Donkervoort P24 RS: la belva da 780 kg che sfida le leggi della fisica
Nel panorama delle supercar moderne, dove l’elettronica regna sovrana e il piacere di guida sembra talvolta sacrificato sull’altare della tecnologia, Donkervoort torna a dettare le regole del gioco con una proposta che farà battere il cuore agli appassionati della guida analogica. La nuova P24 RS è molto più di una semplice evoluzione: è un manifesto d’intenti, una dichiarazione di guerra al peso superfluo e all’assistenza invasiva, in nome del puro coinvolgimento meccanico. Un ritorno alle origini, sì, ma con lo sguardo ben puntato al futuro, come solo la piccola casa olandese sa fare.
Donkervoort ha scelto di stupire ancora una volta, presentando una vettura che, già a un primo sguardo, promette emozioni forti. Il dato che salta subito all’occhio è il peso: appena 780 kg. Un valore che, nell’era delle supercar ipertecnologiche, rappresenta quasi un’eresia, ottenuto grazie a una ricerca maniacale per la leggerezza. Qui ogni grammo conta, e la struttura portante sfrutta il meglio della tecnologia: il telaio in lega si fonde con la sofisticata fibra di carbonio Ex-Core, soluzione che consente di ottenere una rigidità torsionale da riferimento senza sacrificare l’estetica. Il risultato? Una silhouette inconfondibile, con cofano allungato e parafanghi scoperti che permettono al pilota di visualizzare con precisione la traiettoria, per un feeling di guida senza filtri.
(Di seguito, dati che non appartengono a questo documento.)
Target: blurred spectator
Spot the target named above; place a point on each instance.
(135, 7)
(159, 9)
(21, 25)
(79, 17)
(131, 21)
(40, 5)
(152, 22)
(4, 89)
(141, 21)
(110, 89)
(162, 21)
Ma il cuore pulsante della P24 RS è senza dubbio il motore. Sotto il lungo cofano trova posto un raffinato V6 biturbo da 3,5 litri, sviluppato attingendo a piene mani dalle tecnologie derivate dalla Formula 1. Questo propulsore, capace di sprigionare la bellezza di 600 CV, rappresenta una vera e propria rarità nel panorama attuale, soprattutto se abbinato a un classico cambio manuale a cinque marce. Un’accoppiata che garantisce non solo prestazioni mozzafiato – basti pensare allo scatto 0-200 km/h in soli 7,4 secondi e a una velocità massima superiore ai 300 km/h – ma soprattutto un coinvolgimento totale del pilota, che può dosare ogni cavallo con la precisione di un cesellatore.
Non mancano però le innovazioni, quelle che fanno la differenza anche tra le vetture più estreme. Un esempio su tutti è il sistema Power To Choose: grazie a questa soluzione, il guidatore può selezionare tre diverse mappe di potenza – 400, 500 o 600 CV – adattando così la risposta della vettura alle condizioni della strada o alle esigenze della pista. Un dettaglio che dimostra come, pur rimanendo fedele alla tradizione, Donkervoort sappia anche ascoltare le esigenze dei tempi moderni, offrendo un’esperienza su misura per ogni appassionato.
L’attenzione ai dettagli si ritrova in ogni angolo della P24 RS. I turbocompressori utilizzano cuscinetti a sfera in alluminio billet, soluzione che consente di ridurre sensibilmente il turbo lag, mentre gli intercooler stampati in 3D ottimizzano i flussi termici, garantendo prestazioni costanti anche nelle condizioni più estreme. Le sospensioni attive Tractive, altro fiore all’occhiello del progetto, permettono di passare in un attimo da un assetto stradale confortevole a un setup da pista, regalando una versatilità inedita in un’auto di questo calibro.
Gli interni sono un tributo al minimalismo funzionale: sedili Recaro personalizzati, volante removibile e pannelli tetto Twin Targa in fibra di carbonio asportabili, per vivere l’esperienza di guida a cielo aperto. Ma c’è di più: la capacità di carico di 298 litri sorprende, offrendo una praticità che raramente si incontra su una supercar di questa caratura. Un tocco di genio che rende la P24 RS adatta non solo alla pista, ma anche a una fuga romantica nel weekend.
La produzione sarà limitata a 150 esemplari, con un prezzo di partenza fissato a 298.500 euro e consegne previste dal 2027. Un’attesa di circa 18 mesi, che contribuirà a rendere ancora più esclusiva questa icona destinata ai collezionisti e agli intenditori. L’omologazione europea per piccole serie, inoltre, faciliterà l’accesso ai mercati internazionali, Stati Uniti compresi, ampliando l’appeal della vettura ben oltre i confini continentali.